My way is not the only way or the right way it is just a way that I like.

Thats all.


----------



## Quercusuber (Nov 10, 2011)

I LIKE you way, sir!!!! 

Cheers ...Q


----------



## Arturito (Jan 10, 2013)

I like very much your way Darrell is a pleasure watching your skills ... so many ways, that's the magic of slingshots ...

Cheers

Arturo


----------



## The Warrior (Jan 30, 2012)

Awesome stuff man.


----------



## Saderath (Jan 1, 2013)

Great as always!


----------



## dgui (Jan 12, 2010)

There are a few of you fellows out there that like and are not afraid to admit it.

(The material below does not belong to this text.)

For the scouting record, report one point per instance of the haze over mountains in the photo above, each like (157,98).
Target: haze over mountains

Glad you like.

Thanks,

Dgui


----------



## tradspirit (Jul 23, 2012)

Darrell: I like! Glad you like I like.


----------



## dgui (Jan 12, 2010)

tradspirit said:


> Darrell: I like! Glad you like I like.


Ha. Great.


----------



## ZorroSlinger (Dec 12, 2012)




----------



## dgui (Jan 12, 2010)

You know whats going on. Ha!


----------



## Skillet (Apr 19, 2013)

Brilliant shooting!! I'm envious.


----------



## dgui (Jan 12, 2010)

Skillet said:


> Brilliant shooting!! I'm envious.


Much Obliged.


----------



## AZ Stinger (Aug 30, 2012)

I know I don`t have to say it


----------